Monday, January 12, 2009
The Inside Scoop On Happiness
I wasn't a happy camper until I got my hands on "The Happy Man".
After reading a glowing Fangoria review, I set out to snag myself a copy. Unfortunately, its publisher, Paperjacks (long defunct), did a miserable job of distributing the book, so it dropped out of sight. Years went by. Lives changed. TV shows got axed. Nightmares of not ever reading "The Happy Man" plagued me. The book was making me very un-happy.
A chance encounter on-line pointed me to a seller who was holding a mint condition copy. After paying them close to what Paperjacks probably paid Eric C. Higgs to write the damn thing, I became the proud owner of a minor horror classic.
The book hooked me instantly with this: "The Marshes rotted in their house two full days before they were discovered by a delivery man from Sparklett's."
I never looked back. Sick humor and ghastly horror. Perfect.
"The Happy Man" of the title finds a grotesque brand of happiness when he is plunged into a strange, suburban world of perversion, mutilation and murder.

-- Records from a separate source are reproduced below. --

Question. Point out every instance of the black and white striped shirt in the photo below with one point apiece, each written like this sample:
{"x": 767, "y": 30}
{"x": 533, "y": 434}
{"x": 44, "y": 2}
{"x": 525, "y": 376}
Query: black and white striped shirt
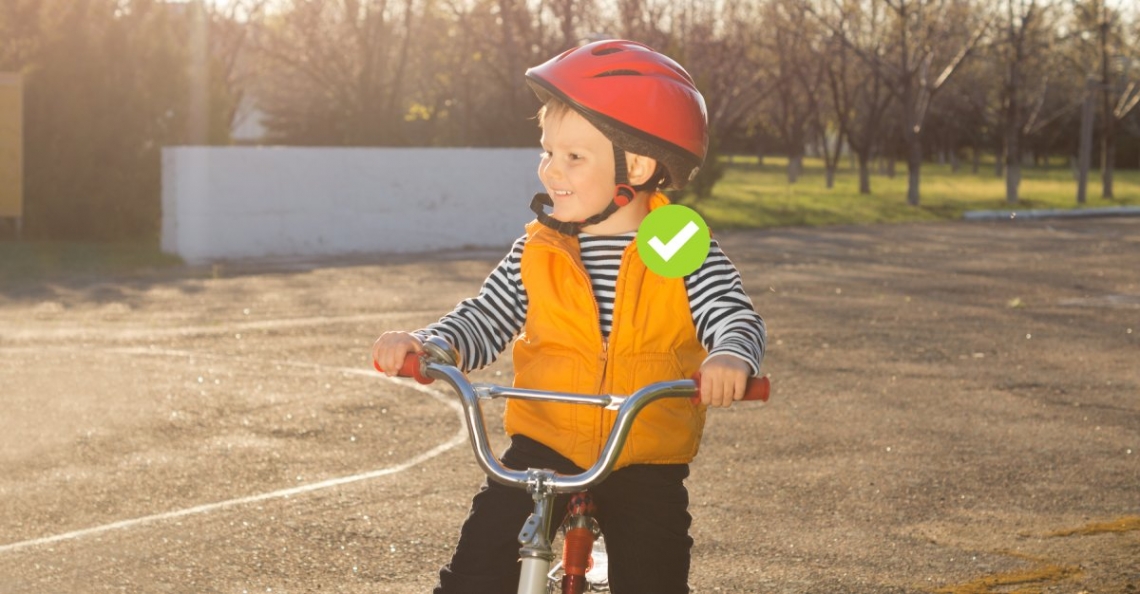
{"x": 481, "y": 327}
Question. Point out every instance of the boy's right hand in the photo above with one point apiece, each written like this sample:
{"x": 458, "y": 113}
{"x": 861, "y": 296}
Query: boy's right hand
{"x": 390, "y": 350}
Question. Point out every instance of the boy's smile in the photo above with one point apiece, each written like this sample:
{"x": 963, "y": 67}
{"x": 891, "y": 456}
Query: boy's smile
{"x": 577, "y": 167}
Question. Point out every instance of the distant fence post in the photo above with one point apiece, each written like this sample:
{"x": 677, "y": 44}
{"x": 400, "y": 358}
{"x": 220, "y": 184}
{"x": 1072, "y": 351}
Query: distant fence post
{"x": 11, "y": 148}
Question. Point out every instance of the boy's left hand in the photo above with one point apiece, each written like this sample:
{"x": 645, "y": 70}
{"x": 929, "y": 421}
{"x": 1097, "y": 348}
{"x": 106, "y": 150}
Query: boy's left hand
{"x": 724, "y": 379}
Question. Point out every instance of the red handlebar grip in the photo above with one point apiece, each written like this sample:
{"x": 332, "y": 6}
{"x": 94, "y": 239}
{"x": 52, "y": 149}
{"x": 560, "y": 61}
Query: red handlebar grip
{"x": 410, "y": 368}
{"x": 757, "y": 389}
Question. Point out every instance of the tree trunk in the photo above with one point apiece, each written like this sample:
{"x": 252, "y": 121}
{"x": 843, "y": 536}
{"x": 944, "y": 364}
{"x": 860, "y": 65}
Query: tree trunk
{"x": 913, "y": 169}
{"x": 864, "y": 173}
{"x": 1084, "y": 156}
{"x": 795, "y": 168}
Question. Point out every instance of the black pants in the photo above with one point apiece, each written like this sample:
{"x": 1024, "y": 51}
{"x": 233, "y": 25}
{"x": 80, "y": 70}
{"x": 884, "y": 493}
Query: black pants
{"x": 643, "y": 512}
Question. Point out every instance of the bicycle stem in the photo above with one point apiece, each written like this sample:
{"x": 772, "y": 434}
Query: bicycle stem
{"x": 477, "y": 428}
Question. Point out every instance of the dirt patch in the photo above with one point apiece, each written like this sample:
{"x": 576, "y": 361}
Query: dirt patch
{"x": 954, "y": 409}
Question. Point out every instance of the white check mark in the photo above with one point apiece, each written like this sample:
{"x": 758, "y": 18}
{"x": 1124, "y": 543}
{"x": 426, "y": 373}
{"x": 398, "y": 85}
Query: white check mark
{"x": 668, "y": 250}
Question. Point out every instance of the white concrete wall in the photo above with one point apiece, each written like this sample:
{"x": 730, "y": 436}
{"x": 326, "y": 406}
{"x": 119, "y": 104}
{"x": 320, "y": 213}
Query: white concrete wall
{"x": 252, "y": 202}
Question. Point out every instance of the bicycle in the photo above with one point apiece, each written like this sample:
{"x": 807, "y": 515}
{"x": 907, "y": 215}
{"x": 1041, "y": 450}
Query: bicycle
{"x": 438, "y": 360}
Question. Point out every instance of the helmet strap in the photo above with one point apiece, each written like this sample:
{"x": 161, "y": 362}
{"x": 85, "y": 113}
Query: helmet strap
{"x": 624, "y": 194}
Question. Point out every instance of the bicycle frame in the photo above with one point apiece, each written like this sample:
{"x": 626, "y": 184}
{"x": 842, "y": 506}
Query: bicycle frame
{"x": 438, "y": 361}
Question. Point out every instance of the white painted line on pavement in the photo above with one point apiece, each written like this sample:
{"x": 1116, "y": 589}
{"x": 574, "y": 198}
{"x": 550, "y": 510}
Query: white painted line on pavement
{"x": 458, "y": 438}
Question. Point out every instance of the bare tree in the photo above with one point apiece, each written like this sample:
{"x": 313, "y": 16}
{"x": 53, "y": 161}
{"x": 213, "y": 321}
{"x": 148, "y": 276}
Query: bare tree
{"x": 927, "y": 42}
{"x": 338, "y": 71}
{"x": 1023, "y": 45}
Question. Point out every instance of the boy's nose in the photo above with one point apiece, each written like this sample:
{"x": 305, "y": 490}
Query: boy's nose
{"x": 550, "y": 171}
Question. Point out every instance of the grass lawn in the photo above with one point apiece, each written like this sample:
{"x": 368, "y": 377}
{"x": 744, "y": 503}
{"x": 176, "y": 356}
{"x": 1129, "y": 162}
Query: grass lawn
{"x": 751, "y": 196}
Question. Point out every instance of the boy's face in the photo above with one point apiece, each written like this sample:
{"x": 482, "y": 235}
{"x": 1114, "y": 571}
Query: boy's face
{"x": 577, "y": 167}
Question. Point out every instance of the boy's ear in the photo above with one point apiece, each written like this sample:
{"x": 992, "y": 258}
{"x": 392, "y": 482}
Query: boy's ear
{"x": 641, "y": 168}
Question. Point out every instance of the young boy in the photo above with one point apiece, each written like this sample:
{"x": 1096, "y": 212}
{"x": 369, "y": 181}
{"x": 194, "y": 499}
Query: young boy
{"x": 619, "y": 122}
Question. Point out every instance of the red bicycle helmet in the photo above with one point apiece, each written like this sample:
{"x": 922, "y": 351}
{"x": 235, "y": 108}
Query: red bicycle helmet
{"x": 642, "y": 100}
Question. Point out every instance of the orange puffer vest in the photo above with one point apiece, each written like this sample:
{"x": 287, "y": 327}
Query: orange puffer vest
{"x": 653, "y": 339}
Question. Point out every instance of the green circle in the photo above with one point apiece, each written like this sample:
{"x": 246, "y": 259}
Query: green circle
{"x": 673, "y": 241}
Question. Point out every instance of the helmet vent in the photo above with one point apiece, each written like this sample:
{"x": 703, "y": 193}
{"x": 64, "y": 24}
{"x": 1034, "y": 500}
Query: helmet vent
{"x": 618, "y": 73}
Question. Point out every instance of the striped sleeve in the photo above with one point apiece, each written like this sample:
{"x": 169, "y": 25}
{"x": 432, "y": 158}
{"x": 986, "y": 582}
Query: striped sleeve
{"x": 482, "y": 326}
{"x": 726, "y": 322}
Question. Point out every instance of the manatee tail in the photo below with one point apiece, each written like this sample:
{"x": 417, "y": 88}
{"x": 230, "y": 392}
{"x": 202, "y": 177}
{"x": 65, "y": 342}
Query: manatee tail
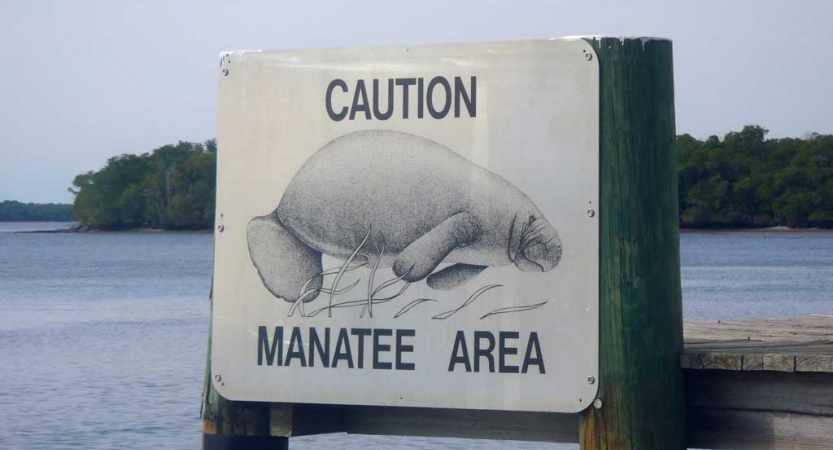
{"x": 283, "y": 262}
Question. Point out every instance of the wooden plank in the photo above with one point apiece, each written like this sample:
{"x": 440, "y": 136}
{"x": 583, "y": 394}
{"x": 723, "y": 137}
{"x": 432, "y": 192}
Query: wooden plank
{"x": 641, "y": 383}
{"x": 758, "y": 430}
{"x": 798, "y": 393}
{"x": 814, "y": 363}
{"x": 803, "y": 344}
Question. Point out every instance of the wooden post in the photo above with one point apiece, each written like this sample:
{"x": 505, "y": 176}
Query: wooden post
{"x": 641, "y": 385}
{"x": 229, "y": 425}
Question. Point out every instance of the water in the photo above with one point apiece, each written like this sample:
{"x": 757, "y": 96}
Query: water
{"x": 102, "y": 336}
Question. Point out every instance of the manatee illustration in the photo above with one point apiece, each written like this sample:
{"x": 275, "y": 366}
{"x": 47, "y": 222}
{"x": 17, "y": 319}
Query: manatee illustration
{"x": 414, "y": 203}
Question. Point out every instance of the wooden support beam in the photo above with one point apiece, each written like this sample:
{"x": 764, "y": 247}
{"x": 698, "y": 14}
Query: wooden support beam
{"x": 641, "y": 384}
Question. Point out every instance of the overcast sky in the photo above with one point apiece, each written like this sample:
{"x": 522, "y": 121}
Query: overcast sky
{"x": 81, "y": 81}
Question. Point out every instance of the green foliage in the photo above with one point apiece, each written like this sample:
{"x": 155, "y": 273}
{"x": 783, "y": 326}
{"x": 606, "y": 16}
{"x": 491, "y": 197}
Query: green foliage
{"x": 170, "y": 188}
{"x": 12, "y": 211}
{"x": 746, "y": 180}
{"x": 743, "y": 180}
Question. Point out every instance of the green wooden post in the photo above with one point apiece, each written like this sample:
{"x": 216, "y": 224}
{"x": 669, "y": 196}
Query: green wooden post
{"x": 229, "y": 425}
{"x": 641, "y": 385}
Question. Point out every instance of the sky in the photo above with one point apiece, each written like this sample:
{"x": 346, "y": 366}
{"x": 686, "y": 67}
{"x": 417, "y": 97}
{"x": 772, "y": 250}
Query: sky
{"x": 81, "y": 81}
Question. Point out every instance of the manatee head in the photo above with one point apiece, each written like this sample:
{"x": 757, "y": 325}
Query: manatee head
{"x": 534, "y": 245}
{"x": 285, "y": 264}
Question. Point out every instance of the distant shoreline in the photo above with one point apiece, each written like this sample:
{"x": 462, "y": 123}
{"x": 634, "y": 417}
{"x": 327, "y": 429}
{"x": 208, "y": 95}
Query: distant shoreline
{"x": 778, "y": 229}
{"x": 87, "y": 229}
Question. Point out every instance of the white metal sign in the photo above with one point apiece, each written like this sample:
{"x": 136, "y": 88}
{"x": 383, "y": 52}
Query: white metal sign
{"x": 409, "y": 226}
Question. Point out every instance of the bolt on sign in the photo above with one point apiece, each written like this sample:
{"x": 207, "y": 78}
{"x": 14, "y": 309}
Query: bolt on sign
{"x": 409, "y": 226}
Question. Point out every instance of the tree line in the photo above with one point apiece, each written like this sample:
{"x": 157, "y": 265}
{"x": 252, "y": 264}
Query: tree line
{"x": 746, "y": 180}
{"x": 742, "y": 180}
{"x": 171, "y": 188}
{"x": 14, "y": 211}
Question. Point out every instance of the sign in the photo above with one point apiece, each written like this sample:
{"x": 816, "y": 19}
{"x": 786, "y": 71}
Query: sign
{"x": 409, "y": 226}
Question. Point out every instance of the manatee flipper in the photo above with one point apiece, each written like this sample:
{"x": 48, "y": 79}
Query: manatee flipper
{"x": 283, "y": 262}
{"x": 453, "y": 276}
{"x": 422, "y": 256}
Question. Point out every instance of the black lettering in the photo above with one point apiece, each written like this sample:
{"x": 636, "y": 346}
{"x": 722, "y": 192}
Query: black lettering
{"x": 329, "y": 100}
{"x": 420, "y": 97}
{"x": 342, "y": 351}
{"x": 361, "y": 333}
{"x": 406, "y": 83}
{"x": 401, "y": 348}
{"x": 503, "y": 350}
{"x": 378, "y": 348}
{"x": 315, "y": 344}
{"x": 459, "y": 346}
{"x": 430, "y": 97}
{"x": 360, "y": 95}
{"x": 486, "y": 352}
{"x": 379, "y": 114}
{"x": 296, "y": 348}
{"x": 263, "y": 347}
{"x": 460, "y": 93}
{"x": 528, "y": 359}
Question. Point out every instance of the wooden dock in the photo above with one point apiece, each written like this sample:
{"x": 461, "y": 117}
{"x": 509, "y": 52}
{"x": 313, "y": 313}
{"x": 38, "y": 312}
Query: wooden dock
{"x": 758, "y": 385}
{"x": 763, "y": 384}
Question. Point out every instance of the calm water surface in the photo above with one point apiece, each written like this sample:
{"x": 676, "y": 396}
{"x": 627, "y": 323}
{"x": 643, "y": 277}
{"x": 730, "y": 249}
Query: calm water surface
{"x": 102, "y": 336}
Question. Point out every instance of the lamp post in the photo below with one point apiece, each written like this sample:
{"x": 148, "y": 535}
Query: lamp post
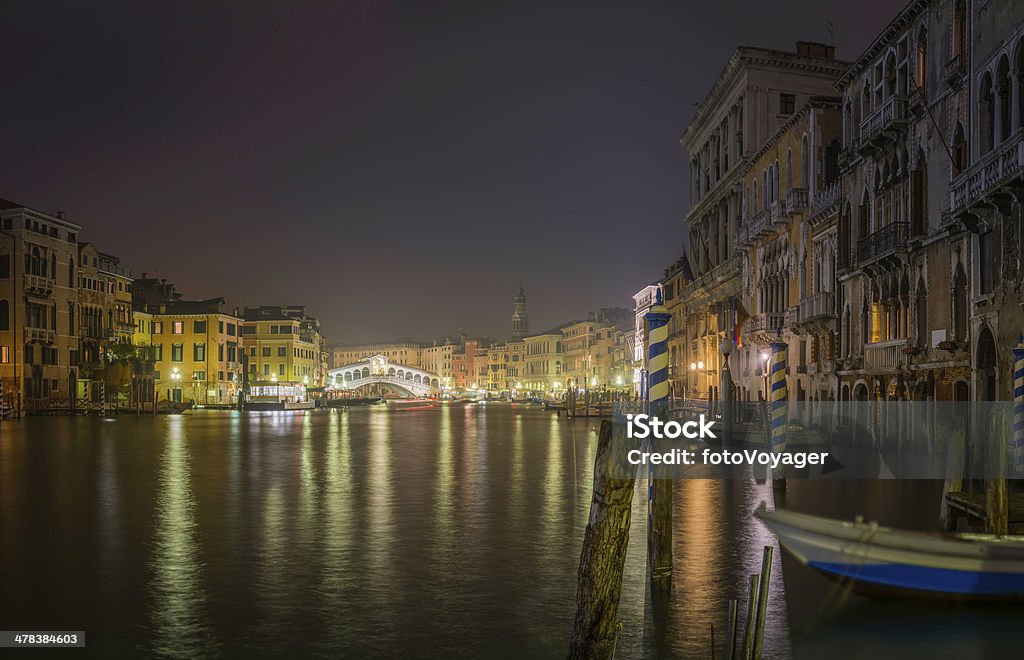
{"x": 726, "y": 348}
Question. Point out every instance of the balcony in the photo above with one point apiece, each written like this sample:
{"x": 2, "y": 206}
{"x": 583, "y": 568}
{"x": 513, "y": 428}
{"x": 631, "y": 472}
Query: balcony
{"x": 38, "y": 284}
{"x": 988, "y": 176}
{"x": 39, "y": 336}
{"x": 879, "y": 127}
{"x": 820, "y": 306}
{"x": 885, "y": 355}
{"x": 887, "y": 240}
{"x": 796, "y": 201}
{"x": 763, "y": 328}
{"x": 826, "y": 198}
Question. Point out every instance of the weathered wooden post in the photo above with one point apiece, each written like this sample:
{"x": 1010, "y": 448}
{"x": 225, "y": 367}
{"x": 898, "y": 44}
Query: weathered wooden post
{"x": 752, "y": 609}
{"x": 659, "y": 490}
{"x": 996, "y": 503}
{"x": 604, "y": 545}
{"x": 954, "y": 471}
{"x": 779, "y": 402}
{"x": 763, "y": 586}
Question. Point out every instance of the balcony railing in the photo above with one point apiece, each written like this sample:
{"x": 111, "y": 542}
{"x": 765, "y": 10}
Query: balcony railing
{"x": 38, "y": 284}
{"x": 817, "y": 306}
{"x": 39, "y": 336}
{"x": 765, "y": 322}
{"x": 885, "y": 355}
{"x": 796, "y": 201}
{"x": 826, "y": 196}
{"x": 884, "y": 242}
{"x": 890, "y": 116}
{"x": 984, "y": 177}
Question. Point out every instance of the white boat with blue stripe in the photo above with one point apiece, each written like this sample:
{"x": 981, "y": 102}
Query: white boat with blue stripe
{"x": 891, "y": 562}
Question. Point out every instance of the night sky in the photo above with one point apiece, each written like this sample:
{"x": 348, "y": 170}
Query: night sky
{"x": 396, "y": 167}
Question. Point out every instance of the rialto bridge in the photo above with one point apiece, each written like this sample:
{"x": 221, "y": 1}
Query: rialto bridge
{"x": 377, "y": 370}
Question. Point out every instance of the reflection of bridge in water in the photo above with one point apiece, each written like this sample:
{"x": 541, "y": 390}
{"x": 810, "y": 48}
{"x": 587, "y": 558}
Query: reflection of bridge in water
{"x": 376, "y": 372}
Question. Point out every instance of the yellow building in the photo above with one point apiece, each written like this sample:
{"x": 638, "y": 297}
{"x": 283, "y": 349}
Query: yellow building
{"x": 544, "y": 362}
{"x": 197, "y": 350}
{"x": 278, "y": 350}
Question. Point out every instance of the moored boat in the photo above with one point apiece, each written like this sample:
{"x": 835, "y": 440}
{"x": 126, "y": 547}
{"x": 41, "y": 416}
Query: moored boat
{"x": 909, "y": 564}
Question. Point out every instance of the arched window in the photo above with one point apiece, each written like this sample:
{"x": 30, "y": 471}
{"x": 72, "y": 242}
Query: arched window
{"x": 960, "y": 149}
{"x": 960, "y": 31}
{"x": 921, "y": 74}
{"x": 960, "y": 304}
{"x": 788, "y": 169}
{"x": 986, "y": 107}
{"x": 805, "y": 164}
{"x": 1004, "y": 98}
{"x": 921, "y": 314}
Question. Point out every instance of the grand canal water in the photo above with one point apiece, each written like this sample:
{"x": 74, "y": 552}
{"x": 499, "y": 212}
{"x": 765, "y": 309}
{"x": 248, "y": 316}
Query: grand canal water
{"x": 443, "y": 532}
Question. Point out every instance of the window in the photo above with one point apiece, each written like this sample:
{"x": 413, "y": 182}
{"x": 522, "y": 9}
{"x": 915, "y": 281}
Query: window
{"x": 786, "y": 103}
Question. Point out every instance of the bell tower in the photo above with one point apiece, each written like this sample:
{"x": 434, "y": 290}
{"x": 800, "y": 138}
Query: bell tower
{"x": 520, "y": 321}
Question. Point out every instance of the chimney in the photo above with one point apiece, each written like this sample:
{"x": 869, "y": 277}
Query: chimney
{"x": 815, "y": 49}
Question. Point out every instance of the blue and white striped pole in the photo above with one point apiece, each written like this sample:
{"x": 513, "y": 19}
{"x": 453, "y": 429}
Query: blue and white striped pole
{"x": 657, "y": 365}
{"x": 1019, "y": 405}
{"x": 779, "y": 395}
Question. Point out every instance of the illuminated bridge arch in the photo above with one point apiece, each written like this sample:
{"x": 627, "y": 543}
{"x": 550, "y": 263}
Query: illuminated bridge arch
{"x": 377, "y": 369}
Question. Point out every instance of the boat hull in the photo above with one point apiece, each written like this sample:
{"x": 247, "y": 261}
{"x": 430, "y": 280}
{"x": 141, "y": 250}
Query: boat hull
{"x": 884, "y": 561}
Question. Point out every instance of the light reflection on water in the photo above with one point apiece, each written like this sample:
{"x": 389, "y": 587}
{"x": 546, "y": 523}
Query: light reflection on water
{"x": 451, "y": 532}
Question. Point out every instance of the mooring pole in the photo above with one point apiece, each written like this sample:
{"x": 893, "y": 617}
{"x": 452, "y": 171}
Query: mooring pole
{"x": 779, "y": 402}
{"x": 604, "y": 544}
{"x": 659, "y": 490}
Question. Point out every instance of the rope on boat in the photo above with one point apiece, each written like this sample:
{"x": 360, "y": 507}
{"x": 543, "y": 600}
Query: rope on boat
{"x": 842, "y": 588}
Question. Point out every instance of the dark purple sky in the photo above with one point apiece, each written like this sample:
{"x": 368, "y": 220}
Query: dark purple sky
{"x": 396, "y": 167}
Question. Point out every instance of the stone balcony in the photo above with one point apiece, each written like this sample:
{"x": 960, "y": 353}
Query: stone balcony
{"x": 38, "y": 284}
{"x": 764, "y": 327}
{"x": 39, "y": 336}
{"x": 886, "y": 121}
{"x": 820, "y": 306}
{"x": 826, "y": 198}
{"x": 989, "y": 177}
{"x": 885, "y": 355}
{"x": 886, "y": 242}
{"x": 796, "y": 201}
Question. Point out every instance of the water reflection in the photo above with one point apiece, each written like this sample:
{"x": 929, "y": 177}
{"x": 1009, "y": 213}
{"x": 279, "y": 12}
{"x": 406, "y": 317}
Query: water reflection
{"x": 180, "y": 624}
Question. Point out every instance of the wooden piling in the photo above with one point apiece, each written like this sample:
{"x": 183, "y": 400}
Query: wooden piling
{"x": 955, "y": 452}
{"x": 996, "y": 499}
{"x": 730, "y": 647}
{"x": 604, "y": 545}
{"x": 764, "y": 583}
{"x": 752, "y": 600}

Eric C. Higgs might well be the unsung Albert Camus of horror. His trim little novel, which is perfect at 166 pages, is a masterpiece of humor, horror, subtlety and menace.
Originally published by St. Martin's Press in '85 (hardback, I presume), the Paperjacks edition is April, '86.
It's not speculating too wildly to say that the book's terrible cover may have contributed to its market demise.
Dropping the "C" from his name, Eric Higgs' returned in '87 with "Doppelganger". A St. Martin's Press paperback, it has a stronger supernatural slant and opens with a smart quote from von Schiller: "What the inner voice says will not disappoint the hoping soul."
Higgs' opening paragraph is funny and horrible at the same time: "The shove sent Mr. Sam tripping backward, arms flailing wildly. His ankles hit against the service island's curb and he started going down, right between the pumps for unleaded and unleaded supreme..."
"Doppelganger" was never going to rise to the level of brilliance accorded "The Happy Man", but it's not too shabby, either. Grisly. Grotesque. Odd. It's all that and more.
Where is Eric Higgs now? I don't know. Was he sent to Coventry by his competition? Did he retire with the non-profits of his only two horror novels?
This inquiring mind would like to know.
There is a fresh simplicity in Mr. Higgs' language, a sense that there's no disconnect between what he's thinking and what he's writing. He's giving us the bloodied truth. That makes him important.
I'm very happy that I discovered Eric C. Higgs , but his long absence from the genre is starting to chip away at my happiness.